Pasada la fascinación, llegó el turno del disfrute y el entretenimiento. Robin Boon Dale, solo en escena, propuso una pequeña velada circense, una reflexión ensayística, una clase gratis sobre las posibilidades de la creación artística y un divertido número cómico. Todo eso, ya ven, cabe en What Does Stuff Do?, 30 minutos de mucho más que malabares. La parte técnica, contada, quizá no impresione mucho, pero en algunos momentos estaba a la altura de los mejores artistas de grandes circos: primero, juegos con una pelota y una pala de ping pong y un aro, que se van complicando exponencialmente. El artista comienza a explicar su teoría de los objetos y el contexto, cómo el propio cuerpo, convertido en herramienta, condiciona las posibilidades creativas, cómo los sistemas cambian con el propio hecho artístico. Parafraseando a Zygmunt Bauman, los llamó “malabares líquidos” y pasó a hacer juegos de manos con copas llenas. Analizado individualmente, el número circense del agua volando de una copa a otra era poco espectacular, pero el británico demostraba con la aplicación al terreno práctico la teoría expuesta, transmutado en malabarista, payaso, maestro de ceremonias y teórico en escena. Un filósofo del circo en bañador y enredado entre los hierros de su pizarra. El resultado es de una frescura sin tacha.

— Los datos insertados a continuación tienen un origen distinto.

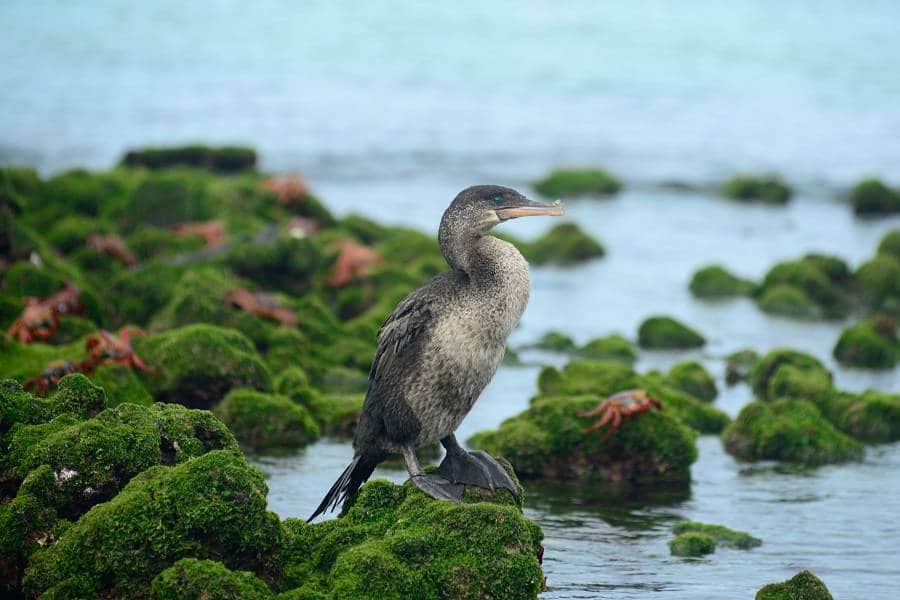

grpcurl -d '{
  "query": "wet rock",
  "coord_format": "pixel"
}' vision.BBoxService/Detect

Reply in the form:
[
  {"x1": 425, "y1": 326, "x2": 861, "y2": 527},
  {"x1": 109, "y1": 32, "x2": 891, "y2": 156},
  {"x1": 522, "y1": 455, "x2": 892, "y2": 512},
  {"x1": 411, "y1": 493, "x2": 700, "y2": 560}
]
[
  {"x1": 638, "y1": 316, "x2": 706, "y2": 350},
  {"x1": 756, "y1": 571, "x2": 832, "y2": 600},
  {"x1": 721, "y1": 175, "x2": 793, "y2": 204},
  {"x1": 534, "y1": 168, "x2": 622, "y2": 198},
  {"x1": 688, "y1": 265, "x2": 753, "y2": 299},
  {"x1": 213, "y1": 389, "x2": 319, "y2": 452}
]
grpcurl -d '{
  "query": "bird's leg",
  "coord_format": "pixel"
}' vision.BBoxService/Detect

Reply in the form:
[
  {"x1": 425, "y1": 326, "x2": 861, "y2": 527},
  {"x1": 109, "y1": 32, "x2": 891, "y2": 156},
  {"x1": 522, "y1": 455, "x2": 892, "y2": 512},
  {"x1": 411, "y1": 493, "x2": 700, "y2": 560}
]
[
  {"x1": 403, "y1": 446, "x2": 463, "y2": 502},
  {"x1": 438, "y1": 433, "x2": 519, "y2": 497}
]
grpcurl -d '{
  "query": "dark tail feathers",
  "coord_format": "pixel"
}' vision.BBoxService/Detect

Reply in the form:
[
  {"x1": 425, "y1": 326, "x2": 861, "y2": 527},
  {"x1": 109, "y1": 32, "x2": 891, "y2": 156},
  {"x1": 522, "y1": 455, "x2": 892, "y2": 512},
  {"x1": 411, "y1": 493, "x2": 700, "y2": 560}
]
[{"x1": 306, "y1": 454, "x2": 383, "y2": 523}]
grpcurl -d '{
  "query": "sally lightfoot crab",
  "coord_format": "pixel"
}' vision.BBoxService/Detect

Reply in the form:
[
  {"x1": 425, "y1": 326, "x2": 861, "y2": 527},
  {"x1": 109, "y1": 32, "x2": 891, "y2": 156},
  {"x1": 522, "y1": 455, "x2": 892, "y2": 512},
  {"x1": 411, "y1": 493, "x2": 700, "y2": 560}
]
[{"x1": 578, "y1": 390, "x2": 662, "y2": 439}]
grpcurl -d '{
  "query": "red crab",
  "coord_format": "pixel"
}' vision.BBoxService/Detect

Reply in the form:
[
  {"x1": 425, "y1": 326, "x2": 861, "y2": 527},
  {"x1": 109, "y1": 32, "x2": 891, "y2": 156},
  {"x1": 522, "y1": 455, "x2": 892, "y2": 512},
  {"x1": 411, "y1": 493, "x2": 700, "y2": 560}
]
[
  {"x1": 6, "y1": 283, "x2": 84, "y2": 344},
  {"x1": 326, "y1": 240, "x2": 381, "y2": 287},
  {"x1": 226, "y1": 288, "x2": 297, "y2": 327},
  {"x1": 84, "y1": 327, "x2": 153, "y2": 372},
  {"x1": 87, "y1": 233, "x2": 138, "y2": 267},
  {"x1": 578, "y1": 390, "x2": 662, "y2": 440}
]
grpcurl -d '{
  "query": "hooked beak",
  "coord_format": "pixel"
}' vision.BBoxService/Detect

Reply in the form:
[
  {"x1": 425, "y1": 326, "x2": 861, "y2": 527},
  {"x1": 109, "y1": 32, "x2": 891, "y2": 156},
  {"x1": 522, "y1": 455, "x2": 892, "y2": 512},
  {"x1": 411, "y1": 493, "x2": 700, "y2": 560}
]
[{"x1": 496, "y1": 198, "x2": 566, "y2": 221}]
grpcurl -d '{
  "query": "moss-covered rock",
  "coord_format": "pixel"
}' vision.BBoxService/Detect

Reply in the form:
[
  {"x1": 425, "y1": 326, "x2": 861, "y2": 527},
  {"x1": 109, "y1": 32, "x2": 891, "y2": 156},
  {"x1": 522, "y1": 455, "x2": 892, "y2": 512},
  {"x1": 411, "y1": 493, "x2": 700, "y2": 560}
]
[
  {"x1": 688, "y1": 265, "x2": 753, "y2": 299},
  {"x1": 638, "y1": 316, "x2": 706, "y2": 350},
  {"x1": 213, "y1": 389, "x2": 319, "y2": 452},
  {"x1": 281, "y1": 468, "x2": 544, "y2": 599},
  {"x1": 672, "y1": 521, "x2": 762, "y2": 550},
  {"x1": 669, "y1": 531, "x2": 716, "y2": 557},
  {"x1": 134, "y1": 324, "x2": 272, "y2": 408},
  {"x1": 721, "y1": 175, "x2": 793, "y2": 204},
  {"x1": 151, "y1": 558, "x2": 272, "y2": 600},
  {"x1": 666, "y1": 361, "x2": 719, "y2": 402},
  {"x1": 850, "y1": 179, "x2": 900, "y2": 216},
  {"x1": 722, "y1": 398, "x2": 863, "y2": 465},
  {"x1": 756, "y1": 571, "x2": 833, "y2": 600},
  {"x1": 833, "y1": 318, "x2": 900, "y2": 369},
  {"x1": 534, "y1": 168, "x2": 622, "y2": 198}
]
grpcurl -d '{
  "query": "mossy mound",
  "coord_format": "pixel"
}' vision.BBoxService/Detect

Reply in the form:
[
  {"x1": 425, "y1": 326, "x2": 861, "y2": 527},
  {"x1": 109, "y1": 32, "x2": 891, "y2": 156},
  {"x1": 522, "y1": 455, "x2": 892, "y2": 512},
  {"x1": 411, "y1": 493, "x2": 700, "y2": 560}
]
[
  {"x1": 213, "y1": 389, "x2": 319, "y2": 452},
  {"x1": 850, "y1": 179, "x2": 900, "y2": 217},
  {"x1": 672, "y1": 521, "x2": 762, "y2": 550},
  {"x1": 688, "y1": 265, "x2": 754, "y2": 299},
  {"x1": 833, "y1": 318, "x2": 900, "y2": 369},
  {"x1": 722, "y1": 398, "x2": 863, "y2": 465},
  {"x1": 533, "y1": 168, "x2": 622, "y2": 198},
  {"x1": 721, "y1": 175, "x2": 793, "y2": 204},
  {"x1": 134, "y1": 324, "x2": 272, "y2": 408},
  {"x1": 638, "y1": 316, "x2": 706, "y2": 350},
  {"x1": 756, "y1": 571, "x2": 833, "y2": 600},
  {"x1": 666, "y1": 361, "x2": 719, "y2": 402},
  {"x1": 669, "y1": 531, "x2": 716, "y2": 557}
]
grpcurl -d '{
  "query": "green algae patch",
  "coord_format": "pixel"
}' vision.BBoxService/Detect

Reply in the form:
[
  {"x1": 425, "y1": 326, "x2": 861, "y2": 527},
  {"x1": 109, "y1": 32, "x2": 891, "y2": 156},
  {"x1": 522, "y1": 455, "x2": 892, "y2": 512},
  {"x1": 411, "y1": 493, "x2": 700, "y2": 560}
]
[
  {"x1": 666, "y1": 361, "x2": 719, "y2": 402},
  {"x1": 722, "y1": 398, "x2": 863, "y2": 465},
  {"x1": 688, "y1": 265, "x2": 754, "y2": 300},
  {"x1": 756, "y1": 571, "x2": 833, "y2": 600},
  {"x1": 669, "y1": 531, "x2": 716, "y2": 557},
  {"x1": 23, "y1": 451, "x2": 281, "y2": 597},
  {"x1": 533, "y1": 168, "x2": 622, "y2": 198},
  {"x1": 150, "y1": 558, "x2": 272, "y2": 600},
  {"x1": 672, "y1": 521, "x2": 762, "y2": 550},
  {"x1": 850, "y1": 179, "x2": 900, "y2": 217},
  {"x1": 134, "y1": 324, "x2": 272, "y2": 408},
  {"x1": 213, "y1": 389, "x2": 319, "y2": 452},
  {"x1": 833, "y1": 318, "x2": 900, "y2": 369},
  {"x1": 638, "y1": 316, "x2": 706, "y2": 350},
  {"x1": 281, "y1": 472, "x2": 544, "y2": 600}
]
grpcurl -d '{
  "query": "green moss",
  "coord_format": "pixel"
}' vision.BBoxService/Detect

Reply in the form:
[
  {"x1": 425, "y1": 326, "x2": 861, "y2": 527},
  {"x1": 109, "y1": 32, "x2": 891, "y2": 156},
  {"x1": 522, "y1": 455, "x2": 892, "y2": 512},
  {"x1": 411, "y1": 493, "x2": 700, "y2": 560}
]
[
  {"x1": 666, "y1": 361, "x2": 719, "y2": 402},
  {"x1": 722, "y1": 175, "x2": 793, "y2": 204},
  {"x1": 669, "y1": 531, "x2": 716, "y2": 557},
  {"x1": 688, "y1": 265, "x2": 753, "y2": 299},
  {"x1": 756, "y1": 571, "x2": 832, "y2": 600},
  {"x1": 638, "y1": 316, "x2": 706, "y2": 350},
  {"x1": 134, "y1": 324, "x2": 272, "y2": 408},
  {"x1": 672, "y1": 521, "x2": 762, "y2": 550},
  {"x1": 213, "y1": 389, "x2": 319, "y2": 452},
  {"x1": 578, "y1": 335, "x2": 637, "y2": 365},
  {"x1": 151, "y1": 558, "x2": 272, "y2": 600},
  {"x1": 833, "y1": 319, "x2": 900, "y2": 369},
  {"x1": 850, "y1": 179, "x2": 900, "y2": 216},
  {"x1": 722, "y1": 399, "x2": 863, "y2": 465},
  {"x1": 23, "y1": 450, "x2": 280, "y2": 597},
  {"x1": 533, "y1": 168, "x2": 622, "y2": 198}
]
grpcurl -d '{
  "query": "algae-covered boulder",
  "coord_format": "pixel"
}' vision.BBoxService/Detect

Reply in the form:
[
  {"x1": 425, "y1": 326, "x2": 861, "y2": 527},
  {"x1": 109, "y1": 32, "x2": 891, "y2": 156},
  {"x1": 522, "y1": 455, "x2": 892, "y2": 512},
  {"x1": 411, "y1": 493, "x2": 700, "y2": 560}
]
[
  {"x1": 213, "y1": 389, "x2": 319, "y2": 452},
  {"x1": 134, "y1": 324, "x2": 272, "y2": 408},
  {"x1": 833, "y1": 318, "x2": 900, "y2": 369},
  {"x1": 688, "y1": 265, "x2": 753, "y2": 299},
  {"x1": 468, "y1": 395, "x2": 697, "y2": 483},
  {"x1": 666, "y1": 361, "x2": 719, "y2": 402},
  {"x1": 721, "y1": 175, "x2": 793, "y2": 204},
  {"x1": 151, "y1": 558, "x2": 272, "y2": 600},
  {"x1": 756, "y1": 571, "x2": 833, "y2": 600},
  {"x1": 722, "y1": 398, "x2": 863, "y2": 465},
  {"x1": 850, "y1": 179, "x2": 900, "y2": 216},
  {"x1": 23, "y1": 450, "x2": 281, "y2": 598},
  {"x1": 638, "y1": 316, "x2": 706, "y2": 350},
  {"x1": 281, "y1": 480, "x2": 544, "y2": 600},
  {"x1": 669, "y1": 531, "x2": 716, "y2": 557},
  {"x1": 534, "y1": 168, "x2": 622, "y2": 198}
]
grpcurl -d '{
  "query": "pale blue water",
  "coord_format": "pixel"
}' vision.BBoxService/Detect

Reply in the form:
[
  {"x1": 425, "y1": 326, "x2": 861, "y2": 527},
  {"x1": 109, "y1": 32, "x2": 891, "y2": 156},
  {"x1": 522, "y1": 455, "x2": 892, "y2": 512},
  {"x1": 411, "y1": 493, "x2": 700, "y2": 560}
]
[{"x1": 0, "y1": 0, "x2": 900, "y2": 599}]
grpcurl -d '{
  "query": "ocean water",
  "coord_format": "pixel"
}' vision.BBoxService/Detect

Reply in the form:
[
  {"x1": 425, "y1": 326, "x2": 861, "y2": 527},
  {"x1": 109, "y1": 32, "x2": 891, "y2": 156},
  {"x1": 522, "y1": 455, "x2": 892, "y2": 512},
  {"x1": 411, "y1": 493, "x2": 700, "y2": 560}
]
[{"x1": 0, "y1": 0, "x2": 900, "y2": 599}]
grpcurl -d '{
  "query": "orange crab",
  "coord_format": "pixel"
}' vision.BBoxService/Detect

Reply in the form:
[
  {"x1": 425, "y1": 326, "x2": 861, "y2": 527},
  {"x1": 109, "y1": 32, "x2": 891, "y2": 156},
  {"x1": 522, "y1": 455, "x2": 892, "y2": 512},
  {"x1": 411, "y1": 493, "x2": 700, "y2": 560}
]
[
  {"x1": 326, "y1": 240, "x2": 382, "y2": 287},
  {"x1": 87, "y1": 233, "x2": 138, "y2": 267},
  {"x1": 226, "y1": 288, "x2": 297, "y2": 327},
  {"x1": 578, "y1": 390, "x2": 662, "y2": 439},
  {"x1": 6, "y1": 283, "x2": 84, "y2": 344}
]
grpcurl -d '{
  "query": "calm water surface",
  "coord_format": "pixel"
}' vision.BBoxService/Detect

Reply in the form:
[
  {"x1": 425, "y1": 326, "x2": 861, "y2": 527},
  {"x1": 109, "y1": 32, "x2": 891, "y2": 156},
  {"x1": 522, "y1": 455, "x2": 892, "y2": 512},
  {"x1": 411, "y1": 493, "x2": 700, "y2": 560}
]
[{"x1": 0, "y1": 0, "x2": 900, "y2": 600}]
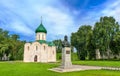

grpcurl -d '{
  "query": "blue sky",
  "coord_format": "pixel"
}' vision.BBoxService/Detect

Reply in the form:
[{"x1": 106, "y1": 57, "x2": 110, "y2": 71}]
[{"x1": 0, "y1": 0, "x2": 120, "y2": 41}]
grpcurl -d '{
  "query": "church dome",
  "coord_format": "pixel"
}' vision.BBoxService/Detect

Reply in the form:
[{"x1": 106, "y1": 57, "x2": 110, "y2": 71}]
[{"x1": 35, "y1": 23, "x2": 47, "y2": 33}]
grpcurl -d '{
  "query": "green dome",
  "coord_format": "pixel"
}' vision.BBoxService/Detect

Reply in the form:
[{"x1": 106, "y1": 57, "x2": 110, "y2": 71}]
[{"x1": 35, "y1": 23, "x2": 47, "y2": 33}]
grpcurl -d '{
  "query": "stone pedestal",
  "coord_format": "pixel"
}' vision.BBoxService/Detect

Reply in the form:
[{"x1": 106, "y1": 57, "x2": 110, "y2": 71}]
[{"x1": 61, "y1": 47, "x2": 72, "y2": 69}]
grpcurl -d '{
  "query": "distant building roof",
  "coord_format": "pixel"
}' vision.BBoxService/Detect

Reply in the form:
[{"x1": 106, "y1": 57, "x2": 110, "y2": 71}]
[{"x1": 37, "y1": 40, "x2": 55, "y2": 46}]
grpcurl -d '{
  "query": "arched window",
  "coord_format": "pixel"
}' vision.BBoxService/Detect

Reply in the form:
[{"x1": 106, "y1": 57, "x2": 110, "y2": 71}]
[
  {"x1": 36, "y1": 46, "x2": 38, "y2": 50},
  {"x1": 27, "y1": 46, "x2": 30, "y2": 51},
  {"x1": 44, "y1": 46, "x2": 45, "y2": 50},
  {"x1": 34, "y1": 55, "x2": 38, "y2": 62},
  {"x1": 39, "y1": 35, "x2": 40, "y2": 40},
  {"x1": 42, "y1": 34, "x2": 44, "y2": 40},
  {"x1": 53, "y1": 50, "x2": 54, "y2": 55}
]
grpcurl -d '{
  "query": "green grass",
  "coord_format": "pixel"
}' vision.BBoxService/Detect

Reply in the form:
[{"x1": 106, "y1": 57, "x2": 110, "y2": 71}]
[
  {"x1": 73, "y1": 61, "x2": 120, "y2": 67},
  {"x1": 0, "y1": 62, "x2": 120, "y2": 76}
]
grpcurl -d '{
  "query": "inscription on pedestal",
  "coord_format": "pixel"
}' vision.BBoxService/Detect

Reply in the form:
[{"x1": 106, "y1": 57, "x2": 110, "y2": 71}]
[
  {"x1": 61, "y1": 36, "x2": 72, "y2": 69},
  {"x1": 66, "y1": 50, "x2": 70, "y2": 54}
]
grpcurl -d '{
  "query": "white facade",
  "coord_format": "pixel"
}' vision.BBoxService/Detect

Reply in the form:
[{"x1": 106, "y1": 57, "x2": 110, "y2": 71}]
[
  {"x1": 24, "y1": 42, "x2": 56, "y2": 62},
  {"x1": 36, "y1": 33, "x2": 46, "y2": 40},
  {"x1": 24, "y1": 23, "x2": 56, "y2": 62}
]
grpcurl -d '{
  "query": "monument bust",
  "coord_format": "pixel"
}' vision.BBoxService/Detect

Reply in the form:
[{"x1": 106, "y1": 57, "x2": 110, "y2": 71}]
[{"x1": 62, "y1": 35, "x2": 70, "y2": 47}]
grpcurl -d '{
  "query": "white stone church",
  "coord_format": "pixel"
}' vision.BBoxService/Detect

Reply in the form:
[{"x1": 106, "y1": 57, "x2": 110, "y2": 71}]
[{"x1": 24, "y1": 22, "x2": 56, "y2": 62}]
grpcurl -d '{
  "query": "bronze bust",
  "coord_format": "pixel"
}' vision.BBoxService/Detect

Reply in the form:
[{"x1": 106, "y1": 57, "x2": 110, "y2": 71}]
[{"x1": 62, "y1": 35, "x2": 70, "y2": 47}]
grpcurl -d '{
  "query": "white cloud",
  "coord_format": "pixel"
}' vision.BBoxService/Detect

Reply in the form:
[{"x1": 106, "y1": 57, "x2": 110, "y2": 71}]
[{"x1": 0, "y1": 0, "x2": 76, "y2": 39}]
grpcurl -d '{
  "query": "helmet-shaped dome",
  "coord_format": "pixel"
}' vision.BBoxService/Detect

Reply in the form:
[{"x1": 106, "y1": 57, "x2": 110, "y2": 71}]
[{"x1": 35, "y1": 23, "x2": 47, "y2": 33}]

“Palmira podría ser puro Haneke si no fuera porque es delirantemente divertida, algo que el austriaco nunca ha sido. Pero, como su cine, es violenta y sombría en el fondo”
El cierre corrió a cargo de los franceses Bertrand Lesca y Nasi Voutsas, con Palmira, una de esa piezas que desafían al aburrimiento y a la ortodoxia. Palmira podría ser puro Haneke si no fuera porque es delirantemente divertida, algo que el austriaco nunca ha sido. Pero, como el cine de aquél, es violenta y sombría en su fondo, y esconde mensajes que van aflorando sobre el juicio y el prejuicio, la convivencia, la personalidad y la democracia, si se quiere leer hasta ahí. En apariencia, asistimos a un espectáculo inmersivo. Derruida toda cuarta pared, el proceso de creación incluye al espectador en las cuitas de Bertrand y Nasi, suerte de Laurel y Hardy alternativos peleándose por Dios sabe qué. Sencillamente no se soportan, y la guerra de envidias, de egos, de aguantes, explota en escena por un quítame allá esos fragmentos. Bertrand y Nasi son actores, trabajan juntos, y provocan al público para que juzgue. No hay una participación realmente activa, sino una inteligente invitación a tomar partido en nuestro fuero interno, a involucrarnos y sacar conclusiones: alguien tiene que pagar los platos rotos. Lo hacen con ingenio y un torrente de esfuerzo y entrega físicos y emocionales. Palmira tiene una energía malvada detrás de la sonrisa que hace de la pieza un cierre impactante.
Acaba la función y uno se va a casa pensando que cuanto más nos empapemos en España del talento del resto de Europa, mejor será para todos. Supongo que la ejecución -cómo detesto la palabra “implementación”- del Brexit, cuando suceda después de la larga negociación, no implicará que aquí dejemos de ver teatro británico, ni que allí, al otro lado del Canal, ya no lleguen propuestas de fuera. Pero probablemente habrá más barreras, menos facilidades, menos oportunidad. Todo será más triste.
BEST OF BE FESTIVAL 2017. VACUUM. De Cie Philiippe Saire. WHAT DOES STUFF DO? De Robin Boon Dale. PALMIRA. De Bertrand Lesca & Nasi Voutsas. Teatro de La Abadía. Madrid.